Zaki terhenyak. Serta merta ia berteriak, “Zul..! di dunia ini yang punya sayap hancur banyak. Tapi mereka tak beriman. Mereka bersabar tapi kesabaran mereka percuma karena mereka tak beriman! Zul...! aku beruntung! Sayapku patah tapi aku beriman! aku beruntung! Orang-orang di hancurkan sayapnya karena mencuri, sayapku hancur karena berdakwah! Mereka di hina karena kedurjanaan mereka. Aku dihina karena ada bendera Allah di tanganku!

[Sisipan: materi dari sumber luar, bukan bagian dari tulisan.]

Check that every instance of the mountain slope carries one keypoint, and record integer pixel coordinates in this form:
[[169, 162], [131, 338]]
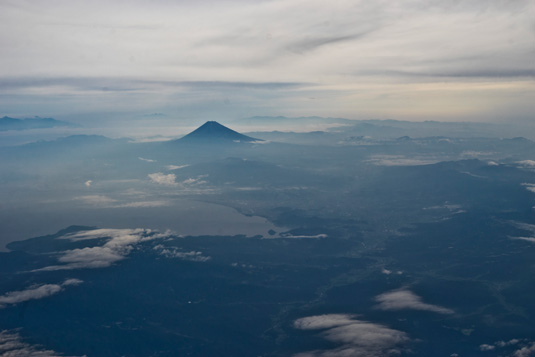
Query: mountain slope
[[213, 132]]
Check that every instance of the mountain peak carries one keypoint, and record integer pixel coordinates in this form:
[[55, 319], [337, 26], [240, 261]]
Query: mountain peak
[[213, 132]]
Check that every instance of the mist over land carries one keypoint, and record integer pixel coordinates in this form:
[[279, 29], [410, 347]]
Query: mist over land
[[272, 178]]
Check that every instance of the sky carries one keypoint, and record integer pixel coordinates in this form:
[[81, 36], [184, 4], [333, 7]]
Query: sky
[[100, 61]]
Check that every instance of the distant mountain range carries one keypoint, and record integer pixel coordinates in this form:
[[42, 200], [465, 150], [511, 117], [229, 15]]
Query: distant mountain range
[[8, 123], [213, 132]]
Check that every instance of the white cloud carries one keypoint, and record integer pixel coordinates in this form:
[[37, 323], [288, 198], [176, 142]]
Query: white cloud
[[357, 338], [287, 235], [12, 345], [173, 252], [526, 351], [163, 179], [143, 204], [100, 201], [97, 200], [119, 243], [404, 299], [527, 239], [398, 160], [34, 292], [485, 347], [371, 54], [529, 164], [175, 167]]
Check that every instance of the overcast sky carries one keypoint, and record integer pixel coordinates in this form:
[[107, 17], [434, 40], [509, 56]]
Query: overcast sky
[[409, 59]]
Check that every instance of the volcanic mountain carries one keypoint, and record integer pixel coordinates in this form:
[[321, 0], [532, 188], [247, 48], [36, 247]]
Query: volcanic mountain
[[213, 132]]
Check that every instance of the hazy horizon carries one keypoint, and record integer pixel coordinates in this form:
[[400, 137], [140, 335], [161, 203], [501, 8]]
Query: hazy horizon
[[97, 62]]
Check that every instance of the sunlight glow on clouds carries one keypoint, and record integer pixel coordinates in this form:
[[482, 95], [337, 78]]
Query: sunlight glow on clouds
[[357, 338], [411, 59], [35, 292], [119, 243], [405, 299]]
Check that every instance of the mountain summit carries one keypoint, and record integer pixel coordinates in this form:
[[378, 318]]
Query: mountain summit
[[213, 132]]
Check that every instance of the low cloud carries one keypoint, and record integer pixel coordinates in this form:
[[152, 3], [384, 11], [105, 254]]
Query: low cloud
[[100, 201], [526, 351], [357, 338], [143, 204], [514, 347], [163, 179], [291, 236], [485, 347], [527, 239], [527, 164], [397, 160], [173, 252], [175, 167], [12, 345], [34, 292], [96, 200], [119, 243], [404, 299]]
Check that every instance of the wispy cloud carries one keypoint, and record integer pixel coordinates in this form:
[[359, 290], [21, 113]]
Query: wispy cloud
[[405, 299], [356, 338], [163, 179], [173, 252], [428, 52], [118, 244], [146, 160], [35, 292], [175, 167], [527, 239], [101, 201], [13, 345]]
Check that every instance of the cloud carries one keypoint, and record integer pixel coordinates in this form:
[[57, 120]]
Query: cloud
[[173, 252], [404, 299], [359, 53], [12, 345], [528, 164], [175, 167], [514, 347], [143, 204], [35, 292], [398, 160], [526, 351], [119, 243], [485, 347], [357, 338], [96, 200], [100, 201], [163, 179], [527, 239], [291, 236]]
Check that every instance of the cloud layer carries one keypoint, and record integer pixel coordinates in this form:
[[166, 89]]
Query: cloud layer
[[35, 292], [356, 338], [12, 345], [404, 299], [411, 59], [119, 243]]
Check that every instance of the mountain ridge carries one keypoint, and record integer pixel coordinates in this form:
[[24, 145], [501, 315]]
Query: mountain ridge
[[213, 132]]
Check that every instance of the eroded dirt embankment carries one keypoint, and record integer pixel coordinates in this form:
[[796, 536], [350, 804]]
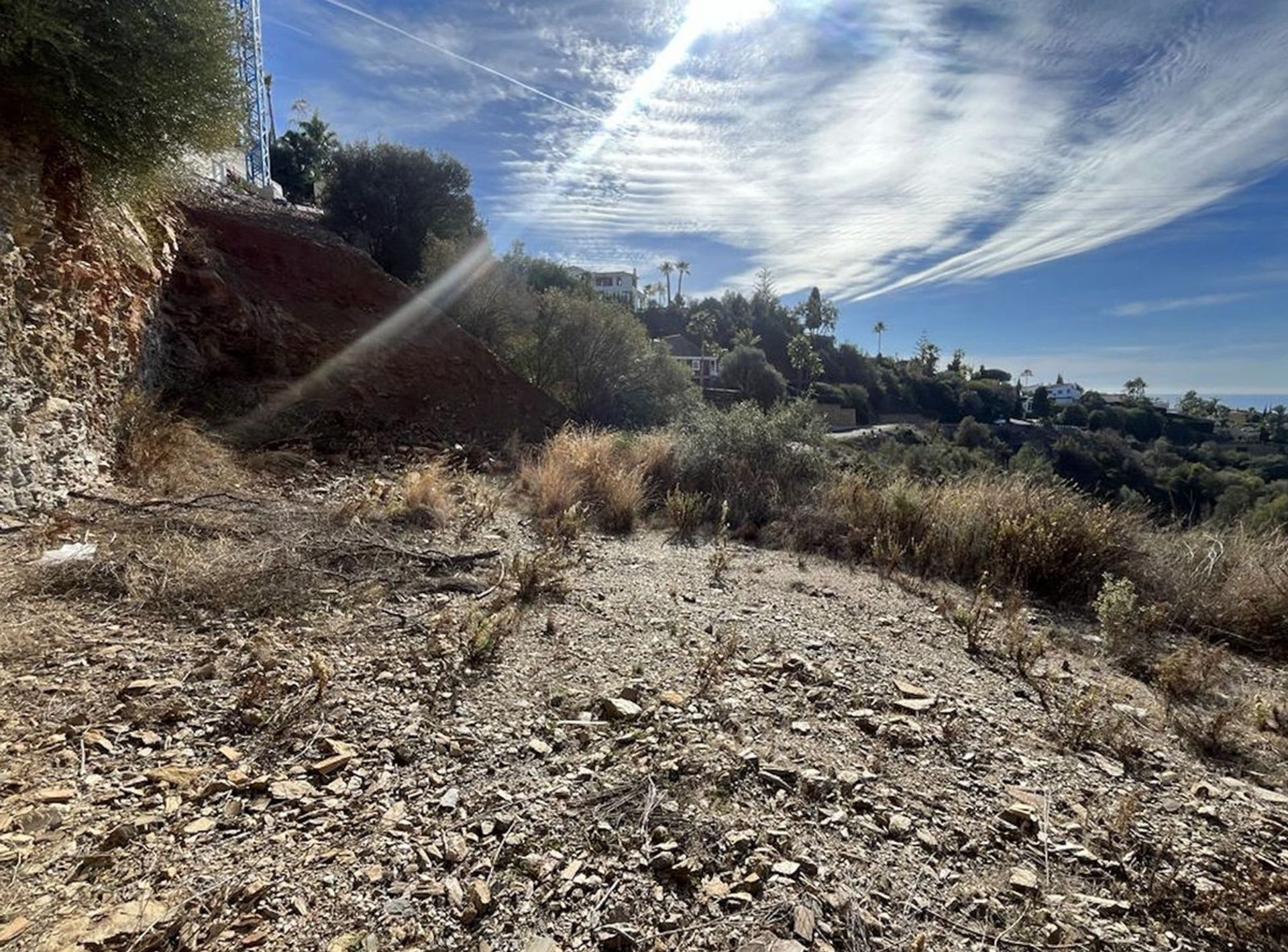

Zul..! Mereka tidak tidur semalaman karena menari-nari bersama biduan atau tertawa lebar dengan perbuatan mubah bahkan haram! sedang kau tidak tidur karena harus memenangkan dakwah! Zul..! Mereka di penjara karena korupsi! Kau di penjara karena berdakwah! Seseorang dikucilkan karena berbuat keburukan, dan kau dikucilkan karena berbuat kebaikan! Kau beruntung, Zul..! jangan kau hancurkan semuanya hanya dengan satu langkah ke jalan itu..!”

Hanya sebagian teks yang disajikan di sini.